Sihanoukville vs Other Markets
Unlike:
- Phuket,
- Bali,
- Koh Samui,
Sihanoukville:
- doesn't rely on mass tourism,
- has a stronger business component,
- rewards stability, not aggressive pricing.
That's why strategies copied from resort markets often fail.
Final Comparison – Math, Not Emotions
Short-Term (Realistic)
- Net ROI: ~5–6%
- Work: high
- Risk: medium–high
Long-Term
- Net ROI: ~7–9%
- Work: low
- Risk: low–medium
Hybrid Model
- Net ROI: ~6.5–8%
- Work: medium
- Flexibility: high
Most Common Investor Mistake
Choosing a rental model before choosing the property, not the other way around.
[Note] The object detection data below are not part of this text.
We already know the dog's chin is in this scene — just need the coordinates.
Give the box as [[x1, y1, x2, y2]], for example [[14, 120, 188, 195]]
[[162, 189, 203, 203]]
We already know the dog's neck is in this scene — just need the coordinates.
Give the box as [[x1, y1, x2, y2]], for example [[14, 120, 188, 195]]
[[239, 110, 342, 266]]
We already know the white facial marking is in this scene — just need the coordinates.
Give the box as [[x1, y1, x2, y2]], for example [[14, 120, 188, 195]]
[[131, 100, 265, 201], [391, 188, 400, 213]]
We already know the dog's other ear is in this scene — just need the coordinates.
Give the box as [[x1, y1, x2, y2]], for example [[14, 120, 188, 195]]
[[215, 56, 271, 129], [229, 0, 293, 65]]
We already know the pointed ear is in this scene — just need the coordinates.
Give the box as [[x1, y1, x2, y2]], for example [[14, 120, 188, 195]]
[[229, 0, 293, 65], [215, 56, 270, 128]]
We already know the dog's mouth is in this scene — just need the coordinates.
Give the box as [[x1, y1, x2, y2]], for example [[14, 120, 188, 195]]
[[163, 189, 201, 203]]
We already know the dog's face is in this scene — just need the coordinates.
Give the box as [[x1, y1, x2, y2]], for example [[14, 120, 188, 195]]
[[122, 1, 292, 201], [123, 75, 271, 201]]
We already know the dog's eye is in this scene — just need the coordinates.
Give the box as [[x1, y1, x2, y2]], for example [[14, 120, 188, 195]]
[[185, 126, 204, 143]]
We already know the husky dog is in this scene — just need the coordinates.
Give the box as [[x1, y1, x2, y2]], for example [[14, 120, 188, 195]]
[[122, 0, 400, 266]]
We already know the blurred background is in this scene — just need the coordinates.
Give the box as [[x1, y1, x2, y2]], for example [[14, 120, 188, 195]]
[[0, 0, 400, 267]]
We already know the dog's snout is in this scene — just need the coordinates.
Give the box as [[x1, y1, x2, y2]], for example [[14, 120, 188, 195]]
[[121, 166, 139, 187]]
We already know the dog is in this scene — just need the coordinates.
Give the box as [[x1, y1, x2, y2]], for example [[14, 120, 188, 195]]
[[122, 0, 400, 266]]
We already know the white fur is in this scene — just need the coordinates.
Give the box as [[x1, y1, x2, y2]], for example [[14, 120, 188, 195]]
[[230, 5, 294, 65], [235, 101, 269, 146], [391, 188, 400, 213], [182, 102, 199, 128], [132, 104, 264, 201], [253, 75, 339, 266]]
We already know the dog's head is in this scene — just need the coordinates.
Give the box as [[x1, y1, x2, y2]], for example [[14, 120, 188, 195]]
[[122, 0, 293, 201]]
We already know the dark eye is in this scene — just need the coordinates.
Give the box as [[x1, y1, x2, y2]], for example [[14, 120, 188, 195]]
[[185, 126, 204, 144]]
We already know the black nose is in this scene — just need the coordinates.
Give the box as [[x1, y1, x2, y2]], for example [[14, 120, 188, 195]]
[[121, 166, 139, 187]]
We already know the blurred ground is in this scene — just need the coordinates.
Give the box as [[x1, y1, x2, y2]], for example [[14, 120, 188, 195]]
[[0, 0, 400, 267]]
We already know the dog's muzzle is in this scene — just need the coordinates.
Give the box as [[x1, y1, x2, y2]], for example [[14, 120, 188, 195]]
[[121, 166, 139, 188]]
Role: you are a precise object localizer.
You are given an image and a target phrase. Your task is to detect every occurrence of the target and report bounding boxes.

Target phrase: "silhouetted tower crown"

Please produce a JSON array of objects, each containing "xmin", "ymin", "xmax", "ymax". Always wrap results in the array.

The correct sequence always looks like this:
- Location,
- Building,
- Demand profile,
- Only then rental model.
3 Facts You Must Know (Part 2)
- Sihanoukville rewards stability, not aggression
- Long-term often wins on net returns, despite lower headline rates
- The best investments look "boring" on paper
Final Investor Checklist
- Is ROI calculated after all costs?
- Does the building actually support the chosen model?
- Do I have a Plan B if the short-term market slows?
- Does the model fit my management style?
- Does the return hold up without price appreciation?
If you don't have answers to any of these questions — this isn't a strategy, it's hope.
Summary
In Sihanoukville, better returns come not from the rental model itself, but from matching the model to market realities. Short-term rentals can be profitable, but only under specific conditions. Long-term rentals more often win with clean, repeatable profitability.
An investor who understands this doesn't chase promises — they count cash.